Aan de Voorzitter van de Tweede Kamer der Staten-Generaal
Den Haag, 2 maart 2012
Per 1 juli 2011 is de Wet tot wijziging van de Gemeentewet, de Provinciewet en de
Waterschapswet in verband met de verruiming van de bevoegdheid van de raad, provinciale
staten en het algemeen bestuur om kwijtschelding van belastingen te verlenen in werking
getreden (Stb. 2011, 309). Tijdens de plenaire behandeling van het desbetreffende wetsvoorstel in de Tweede
Kamer is toegezegd om bij de uitwerking van dit wetsvoorstel in de «Nadere regels kwijtschelding gemeentelijke en waterschapsbelastingen»
(verder: nadere regels) rekening te houden met de armoedeval en met de administratieve
lasten (Handelingen II 2010/11, nr. 63, item 21).
Het kabinet koerst consequent aan op maximale arbeidsdeelname en minimale uitkeringsafhankelijkheid,
waardoor optimale ontplooiingsmogelijkheden voor ieder individu ontstaan. Het kabinet
streeft dan ook naar het verminderen van de armoedeval, zodat werken lonend is voor
alle huishoudens. Het gelijkstellen van de vermogensnorm bij kwijtschelding van lokale
lasten aan de vermogensnorm in de Wet Werk en bijstand (WWB) zoals toegelicht bij
de genoemde wijziging heeft voor gemeenten belangrijke administratieve voordelen.
De verwachting bestaat echter dat daardoor de armoedeval zal verergeren. Bij het bepalen
van het recht op kwijtschelding hanteren decentrale overheden momenteel een vermogensnorm
van circa € 1450 voor een alleenstaande en circa € 2000 voor een echtpaar. Door de
vermogensnorm te verruimen tot aan de grenzen in de WWB worden de grenzen maximaal
€ 5685 voor een alleenstaande en € 11 370 voor een echtpaar. Hierdoor zouden naar
schatting maximaal 30 000 huishoudens extra in aanmerking komen voor kwijtschelding,
als gemeenten daartoe besluiten. Voor uitkeringsgerechtigden kan dit betekenen dat
indien zij een baan aanvaarden, het recht op kwijtschelding vervalt. Dit verlies van
inkomensondersteuning leidt ertoe dat werken voor deze groep minder lonend wordt.

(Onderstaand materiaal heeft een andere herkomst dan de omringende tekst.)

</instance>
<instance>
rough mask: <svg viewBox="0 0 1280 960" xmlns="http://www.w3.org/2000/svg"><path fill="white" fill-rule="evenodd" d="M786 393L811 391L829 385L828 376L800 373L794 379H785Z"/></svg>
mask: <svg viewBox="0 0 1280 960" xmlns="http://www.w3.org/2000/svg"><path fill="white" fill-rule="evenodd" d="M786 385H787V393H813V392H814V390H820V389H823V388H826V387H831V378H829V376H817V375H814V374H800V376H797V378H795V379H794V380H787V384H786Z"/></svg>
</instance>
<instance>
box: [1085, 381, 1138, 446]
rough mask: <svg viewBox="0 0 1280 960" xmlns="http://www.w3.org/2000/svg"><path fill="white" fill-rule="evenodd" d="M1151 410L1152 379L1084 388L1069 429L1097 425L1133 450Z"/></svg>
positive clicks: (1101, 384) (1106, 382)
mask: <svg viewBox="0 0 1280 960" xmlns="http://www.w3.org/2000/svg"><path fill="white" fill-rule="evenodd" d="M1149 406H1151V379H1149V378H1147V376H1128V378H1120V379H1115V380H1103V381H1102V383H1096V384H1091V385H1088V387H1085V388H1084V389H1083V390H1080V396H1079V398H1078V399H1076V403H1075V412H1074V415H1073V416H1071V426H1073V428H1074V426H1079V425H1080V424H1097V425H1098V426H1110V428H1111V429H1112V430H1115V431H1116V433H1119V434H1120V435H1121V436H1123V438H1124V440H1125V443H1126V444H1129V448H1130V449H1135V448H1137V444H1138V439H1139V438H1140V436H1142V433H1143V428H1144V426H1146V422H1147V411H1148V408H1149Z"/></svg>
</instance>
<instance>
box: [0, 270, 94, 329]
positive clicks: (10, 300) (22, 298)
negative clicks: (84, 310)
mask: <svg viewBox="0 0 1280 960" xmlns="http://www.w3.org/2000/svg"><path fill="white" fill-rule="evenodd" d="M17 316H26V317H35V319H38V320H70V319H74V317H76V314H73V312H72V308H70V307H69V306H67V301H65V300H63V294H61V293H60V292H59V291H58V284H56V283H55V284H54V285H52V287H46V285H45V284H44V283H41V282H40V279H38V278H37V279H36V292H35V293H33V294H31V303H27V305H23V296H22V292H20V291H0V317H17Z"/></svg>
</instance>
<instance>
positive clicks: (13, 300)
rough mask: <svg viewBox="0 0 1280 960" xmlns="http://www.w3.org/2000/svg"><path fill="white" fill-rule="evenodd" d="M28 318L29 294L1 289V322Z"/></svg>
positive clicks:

Dit kan een verslechtering van de armoedeval betekenen die kan oplopen tot 3½ procentpunt.
Het kabinet heeft gezocht naar een tussenoplossing om zowel de administratieve lasten
voor gemeenten te verminderen als de armoedeval te beperken. Het blijkt echter niet
mogelijk om beide doelen te bereiken. Als bijvoorbeeld verruiming van de vermogensnorm
wordt beperkt tot maximaal 50% van de vermogensnorm in de WWB, blijft de verslechtering
van de armoedeval beperkt, maar wordt het voordeel voor decentrale overheden van één
vermogensgrens, en dus administratieve lastenverlichting, niet bereikt. Daarom is
dit geen bevredigende oplossing.
Gezien de afspraken uit het regeerakkoord ten aanzien van het terugdringen van de
armoedeval en de toezegging aan de Tweede Kamer, heb ik in overeenstemming met de
staatssecretaris van Infrastructuur en Milieu en de staatssecretaris van Financiën
en na overleg met de staatssecretaris van Sociale Zaken en Werkgelegenheid, besloten
om de nadere regels niet aan te passen voor wat betreft de vermogensnorm die gehanteerd
mag worden bij kwijtschelding van lokale lasten voor particulieren.
Door de wijziging van de Uitvoeringsregeling Invorderingswet 1990 (Stcrt. 2011, 5774) per 1 april 2011 is de mogelijkheid geboden aan kleine – vaak startende – ondernemers
die een laag inkomen hebben, gehele of gedeeltelijke kwijtschelding te verlenen van
hun privé-belastingen. Voorheen kwamen zij door genoemde Uitvoeringsregeling nooit
in aanmerking voor kwijtschelding. Door thans te regelen dat decentrale overheden
de bevoegdheid hebben, het voor de uitoefening van het bedrijf of zelfstandig beroep
noodzakelijke vermogen niet tot het voor de kwijtschelding te toetsen vermogen te
rekenen, krijgen decentrale overheden een reële mogelijkheid tot kwijtschelding van
lokale privébelastingen voor kleine ondernemers.